With the arrival of the Salado people, the building of multi-storied houses with massive walls, enclosed in compounds, began. Two of the best known of these are El Pueblo de Los Muertos. (The City of the Dead)[56] which, before its destruction by farmers, lay a few miles south of Tempe, Arizona, and Casa Grande,[26] a great ruin, now a National Monument, which lies nine miles west of Florence, Arizona.

Los Muertos covered a large area and contained thirty-six communal buildings and many small houses. It was a settlement which could not have existed without irrigation, and ditches have been traced which brought water to it from the Salt River. The largest single building was a great rectangular house enclosed on all four sides by a massive wall which reached a thickness of seven feet in some places. Some of the outer walls of the big house achieved a comparable thickness. In addition to the main structure, the [compound] contained plazas and small house clusters. Another ruin contained two large house clusters. Here some of the rooms had very thin walls, as do the Hohokam houses of Sedentary and early Classic times.

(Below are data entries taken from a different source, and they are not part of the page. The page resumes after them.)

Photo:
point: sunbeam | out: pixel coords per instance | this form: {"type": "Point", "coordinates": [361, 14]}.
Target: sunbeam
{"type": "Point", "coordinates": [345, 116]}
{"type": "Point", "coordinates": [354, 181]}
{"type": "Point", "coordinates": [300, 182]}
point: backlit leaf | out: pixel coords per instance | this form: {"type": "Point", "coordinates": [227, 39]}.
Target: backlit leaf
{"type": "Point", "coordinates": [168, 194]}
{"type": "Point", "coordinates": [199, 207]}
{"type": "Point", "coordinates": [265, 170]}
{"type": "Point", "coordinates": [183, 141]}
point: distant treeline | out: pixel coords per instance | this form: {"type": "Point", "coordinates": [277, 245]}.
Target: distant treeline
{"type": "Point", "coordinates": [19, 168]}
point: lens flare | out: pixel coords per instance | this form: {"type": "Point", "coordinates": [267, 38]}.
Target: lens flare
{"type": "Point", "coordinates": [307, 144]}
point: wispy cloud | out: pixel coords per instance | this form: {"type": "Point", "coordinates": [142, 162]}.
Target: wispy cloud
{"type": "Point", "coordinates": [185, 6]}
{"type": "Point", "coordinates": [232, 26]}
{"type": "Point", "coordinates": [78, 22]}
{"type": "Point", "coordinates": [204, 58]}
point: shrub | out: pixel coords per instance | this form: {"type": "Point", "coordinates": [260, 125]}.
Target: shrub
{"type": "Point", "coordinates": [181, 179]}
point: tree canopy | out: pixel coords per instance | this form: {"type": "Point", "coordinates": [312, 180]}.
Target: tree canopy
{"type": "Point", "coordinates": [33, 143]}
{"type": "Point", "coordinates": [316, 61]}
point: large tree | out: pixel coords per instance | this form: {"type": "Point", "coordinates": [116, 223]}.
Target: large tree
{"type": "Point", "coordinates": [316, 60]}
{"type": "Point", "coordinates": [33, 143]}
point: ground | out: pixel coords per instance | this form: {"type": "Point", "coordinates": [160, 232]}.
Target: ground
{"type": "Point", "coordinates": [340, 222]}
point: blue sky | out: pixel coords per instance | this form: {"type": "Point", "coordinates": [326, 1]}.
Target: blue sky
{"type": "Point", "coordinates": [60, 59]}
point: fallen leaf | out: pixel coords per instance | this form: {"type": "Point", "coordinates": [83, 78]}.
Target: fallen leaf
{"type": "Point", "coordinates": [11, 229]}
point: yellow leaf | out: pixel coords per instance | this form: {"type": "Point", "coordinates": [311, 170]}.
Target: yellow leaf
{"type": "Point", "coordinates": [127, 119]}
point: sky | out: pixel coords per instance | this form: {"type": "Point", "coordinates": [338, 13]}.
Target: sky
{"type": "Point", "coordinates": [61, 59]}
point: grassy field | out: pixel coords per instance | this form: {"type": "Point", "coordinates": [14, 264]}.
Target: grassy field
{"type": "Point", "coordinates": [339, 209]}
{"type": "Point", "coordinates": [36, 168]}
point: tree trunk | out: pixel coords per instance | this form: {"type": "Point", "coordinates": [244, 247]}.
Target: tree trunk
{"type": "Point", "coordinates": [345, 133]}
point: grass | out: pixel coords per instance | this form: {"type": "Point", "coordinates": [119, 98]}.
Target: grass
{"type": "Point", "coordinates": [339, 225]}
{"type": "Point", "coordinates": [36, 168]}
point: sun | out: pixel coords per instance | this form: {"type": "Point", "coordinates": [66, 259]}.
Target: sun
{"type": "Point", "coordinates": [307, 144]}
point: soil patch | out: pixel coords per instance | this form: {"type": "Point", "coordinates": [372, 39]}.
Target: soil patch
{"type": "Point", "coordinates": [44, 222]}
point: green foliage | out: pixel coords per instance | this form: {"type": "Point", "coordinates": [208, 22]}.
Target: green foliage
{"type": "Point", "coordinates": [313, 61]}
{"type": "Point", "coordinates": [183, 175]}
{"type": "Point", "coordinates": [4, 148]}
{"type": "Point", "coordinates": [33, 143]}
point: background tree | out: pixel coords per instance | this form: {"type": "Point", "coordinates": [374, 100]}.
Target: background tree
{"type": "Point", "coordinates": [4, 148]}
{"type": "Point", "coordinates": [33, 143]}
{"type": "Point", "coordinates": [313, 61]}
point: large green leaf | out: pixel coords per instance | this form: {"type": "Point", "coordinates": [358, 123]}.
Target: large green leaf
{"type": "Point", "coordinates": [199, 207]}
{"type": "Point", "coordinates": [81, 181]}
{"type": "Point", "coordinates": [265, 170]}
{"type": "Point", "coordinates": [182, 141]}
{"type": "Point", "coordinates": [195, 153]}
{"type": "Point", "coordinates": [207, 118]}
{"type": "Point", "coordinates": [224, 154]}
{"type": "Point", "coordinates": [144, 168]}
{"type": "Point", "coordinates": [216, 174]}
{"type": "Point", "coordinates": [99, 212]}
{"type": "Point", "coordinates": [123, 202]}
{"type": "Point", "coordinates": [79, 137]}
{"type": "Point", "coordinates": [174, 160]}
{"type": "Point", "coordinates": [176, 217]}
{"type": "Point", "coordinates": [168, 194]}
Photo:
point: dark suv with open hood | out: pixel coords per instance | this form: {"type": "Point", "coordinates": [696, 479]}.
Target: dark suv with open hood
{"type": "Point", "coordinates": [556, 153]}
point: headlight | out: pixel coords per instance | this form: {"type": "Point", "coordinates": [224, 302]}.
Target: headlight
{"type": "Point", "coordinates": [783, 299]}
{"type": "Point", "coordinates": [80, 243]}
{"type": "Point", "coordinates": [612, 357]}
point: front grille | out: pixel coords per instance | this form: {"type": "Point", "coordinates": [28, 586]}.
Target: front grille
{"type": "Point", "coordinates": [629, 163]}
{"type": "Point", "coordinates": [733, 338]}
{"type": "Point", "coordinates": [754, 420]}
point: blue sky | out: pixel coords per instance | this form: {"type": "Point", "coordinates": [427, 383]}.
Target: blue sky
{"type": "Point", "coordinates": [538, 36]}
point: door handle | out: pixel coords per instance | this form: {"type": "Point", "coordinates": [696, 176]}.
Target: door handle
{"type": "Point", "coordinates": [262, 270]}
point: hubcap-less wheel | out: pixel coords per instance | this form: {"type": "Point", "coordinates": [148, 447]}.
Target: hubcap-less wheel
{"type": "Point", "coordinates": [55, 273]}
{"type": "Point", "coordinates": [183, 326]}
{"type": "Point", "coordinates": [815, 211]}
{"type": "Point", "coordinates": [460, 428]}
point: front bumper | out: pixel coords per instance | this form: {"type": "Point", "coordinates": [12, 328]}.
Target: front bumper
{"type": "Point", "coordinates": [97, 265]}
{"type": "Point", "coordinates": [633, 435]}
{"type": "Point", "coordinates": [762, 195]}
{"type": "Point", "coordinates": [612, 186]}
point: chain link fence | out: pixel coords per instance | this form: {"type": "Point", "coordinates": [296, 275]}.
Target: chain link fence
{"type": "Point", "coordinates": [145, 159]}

At Los Muertos the Hohokam and the Salado people apparently lived side by side, each clinging for the most part to their own traditions. This divergence was particularly marked in the disposal of the dead. The Saladoans usually buried their dead under house floors or in the [plaza]. The body was normally extended, with the head to the east. Pottery, jewelry, and some stone artifacts served as grave offerings. The Hohokam continued to practice cremation. The dead were placed on wooden gratings over shallow pits, and the grating was consumed with the body. The unconsumed bones and ashes were placed in jars and buried in special plots near the refuse heaps. There seems to have been some borrowing between the two groups, for occasionally inhumations are found accompanied by the red-on-buff pottery of the Hohokam, and a few cremations have been found with Salado offerings or in polychrome vessels. This borrowing, however, seems to have been sufficiently limited to make it possible, on the basis of the numbers of burials and cremations, to estimate what the comparative ratio of Hohokam to Salado people may have been. On this basis, the Hohokam appear to have outnumbered the foreign element by a ratio of three to one.

Fig. 51—Great House built by the Salado people. Casa Grande National Monument, Arizona. (Courtesy National Park Service.)

The famous site of Casa Grande consists of a group of ruins made up of house clusters surrounded by [compound] walls. Both thin-walled, single-roomed houses and multiple-roomed structures with massive walls are represented. Of the latter, the outstanding example is a building known as the “Great House” which lies in an enclosure called Compound A. The Great House is four stories high, but only eleven rooms are represented. Originally there were five additional rooms on the ground floor, but these were filled in to form an artificial terrace. The rooms are arranged with one on the top floor and five rooms on each of the two lower stories. Some rooms were entered by small doors, and others through the roof. There were no windows. The walls of the Great House now stand some thirty-four feet above ground level and are over four feet thick. No forms were used, and the wall was constructed by a process of piling up layers of stiff [caliche] mud. Each course was patted into shape and then allowed to dry to receive the next course. The final finish was obtained by plastering with a thin mud mixture made with sieved caliche.